Remembering Sir Bobby Charlton’s one appearance for Warrington

Old Trafford has become a special place in rugby league especially for the likes of Wigan Warriors, Leeds Rhinos and St Helens in modern times.

It has been the home of many sporting greats from our great game, cricket but of course football.

One of those great players was of course England Football World Cup winner Sir Bobby Charlton who sadly passed away on Saturday.

Not just the footballing world, but the whole sporting world is in mourning for one of the most beloved sportsmen this country has produced.

But in rugby league, Charlton holds a special place. This is because in 1976 Sir Bobby starred at scrum half for Warrington in a testimonial match against Leigh wearing the iconic number seven shirt as highlighted first by 40-20 but then by the BBC.

A fascinating tale that shows just how talented Sir Bobby was.

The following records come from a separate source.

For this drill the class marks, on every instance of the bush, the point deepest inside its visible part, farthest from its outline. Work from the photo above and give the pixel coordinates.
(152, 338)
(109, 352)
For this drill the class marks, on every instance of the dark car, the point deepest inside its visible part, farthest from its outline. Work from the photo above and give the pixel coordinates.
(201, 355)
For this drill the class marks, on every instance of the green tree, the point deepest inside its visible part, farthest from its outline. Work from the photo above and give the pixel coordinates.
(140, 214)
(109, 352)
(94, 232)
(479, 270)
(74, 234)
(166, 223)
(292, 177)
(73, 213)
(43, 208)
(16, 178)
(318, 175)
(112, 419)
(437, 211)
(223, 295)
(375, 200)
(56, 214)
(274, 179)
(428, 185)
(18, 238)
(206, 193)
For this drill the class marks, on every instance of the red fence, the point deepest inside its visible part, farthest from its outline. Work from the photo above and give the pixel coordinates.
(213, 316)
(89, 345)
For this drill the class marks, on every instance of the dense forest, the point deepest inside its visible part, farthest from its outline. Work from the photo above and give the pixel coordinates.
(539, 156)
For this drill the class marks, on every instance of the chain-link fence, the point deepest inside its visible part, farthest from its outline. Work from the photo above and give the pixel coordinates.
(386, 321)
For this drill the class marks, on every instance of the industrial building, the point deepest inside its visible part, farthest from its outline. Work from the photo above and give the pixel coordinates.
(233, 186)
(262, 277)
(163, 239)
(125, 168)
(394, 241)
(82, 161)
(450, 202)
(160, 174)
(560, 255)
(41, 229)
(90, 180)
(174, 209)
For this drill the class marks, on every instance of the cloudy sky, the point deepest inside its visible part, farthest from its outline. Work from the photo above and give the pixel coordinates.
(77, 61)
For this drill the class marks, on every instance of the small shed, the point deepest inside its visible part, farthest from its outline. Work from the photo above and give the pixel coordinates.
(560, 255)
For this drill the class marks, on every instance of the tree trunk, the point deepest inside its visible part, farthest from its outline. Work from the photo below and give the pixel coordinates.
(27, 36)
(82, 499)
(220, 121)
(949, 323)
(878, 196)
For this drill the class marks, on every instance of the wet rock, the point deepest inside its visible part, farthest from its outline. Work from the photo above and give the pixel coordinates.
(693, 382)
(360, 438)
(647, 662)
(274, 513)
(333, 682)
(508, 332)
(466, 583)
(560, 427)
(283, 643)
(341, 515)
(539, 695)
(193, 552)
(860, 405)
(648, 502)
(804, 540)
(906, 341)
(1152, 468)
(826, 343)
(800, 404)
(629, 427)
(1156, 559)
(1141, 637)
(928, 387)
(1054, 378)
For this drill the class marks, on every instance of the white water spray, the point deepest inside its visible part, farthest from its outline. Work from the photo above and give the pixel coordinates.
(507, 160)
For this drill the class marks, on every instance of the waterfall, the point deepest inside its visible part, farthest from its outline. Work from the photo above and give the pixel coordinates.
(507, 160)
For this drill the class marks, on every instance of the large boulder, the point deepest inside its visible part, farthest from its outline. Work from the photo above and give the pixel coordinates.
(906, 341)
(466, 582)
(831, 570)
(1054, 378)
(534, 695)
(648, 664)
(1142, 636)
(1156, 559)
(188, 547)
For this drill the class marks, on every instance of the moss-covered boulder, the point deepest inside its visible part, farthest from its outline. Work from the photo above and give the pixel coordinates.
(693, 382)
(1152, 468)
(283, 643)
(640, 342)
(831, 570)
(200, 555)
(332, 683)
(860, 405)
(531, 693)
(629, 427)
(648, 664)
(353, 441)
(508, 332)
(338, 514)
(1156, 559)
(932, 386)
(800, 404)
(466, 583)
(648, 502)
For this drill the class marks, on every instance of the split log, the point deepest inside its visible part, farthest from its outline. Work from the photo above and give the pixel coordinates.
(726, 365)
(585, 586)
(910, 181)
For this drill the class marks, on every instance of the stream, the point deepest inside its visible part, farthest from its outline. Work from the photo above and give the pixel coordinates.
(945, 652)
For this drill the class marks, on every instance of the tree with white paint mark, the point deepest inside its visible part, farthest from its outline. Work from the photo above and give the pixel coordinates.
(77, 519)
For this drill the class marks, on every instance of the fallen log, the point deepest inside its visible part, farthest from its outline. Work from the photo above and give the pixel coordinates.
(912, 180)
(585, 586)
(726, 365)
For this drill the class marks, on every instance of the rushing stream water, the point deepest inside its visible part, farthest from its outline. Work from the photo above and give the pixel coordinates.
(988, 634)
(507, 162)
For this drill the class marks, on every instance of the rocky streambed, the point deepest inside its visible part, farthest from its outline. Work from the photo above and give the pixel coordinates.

Naturally, Manchester United released a statement:

Manchester United is in mourning following the passing of Sir Bobby Charlton, one of the greatest and most beloved players in the history of our club.

Sir Bobby was a hero to millions, not just in Manchester, or the United Kingdom, but wherever football is played around the world.

He was admired as much for his sportsmanship and integrity as he was for his outstanding qualities as a footballer; Sir Bobby will always be remembered as a giant of the game.

A graduate of our youth Academy, Sir Bobby played 758 games and scored 249 goals during 17 years as a Manchester United player, winning the European Cup, three league titles and the FA Cup. For England, he won 106 caps and scored 49 goals, and won the 1966 World Cup.
Following his retirement, he went on to serve the club with distinction as a director for 39 years. His unparalleled record of achievement, character and service will be forever etched in the history of Manchester United and English football; and his legacy will live on through the life-changing work of the Sir Bobby Charlton Foundation.

The club’s heartfelt sympathies are with his wife Lady Norma, his daughters and grandchildren, and all who loved him.

Serious About Rugby League echoes these sentiments.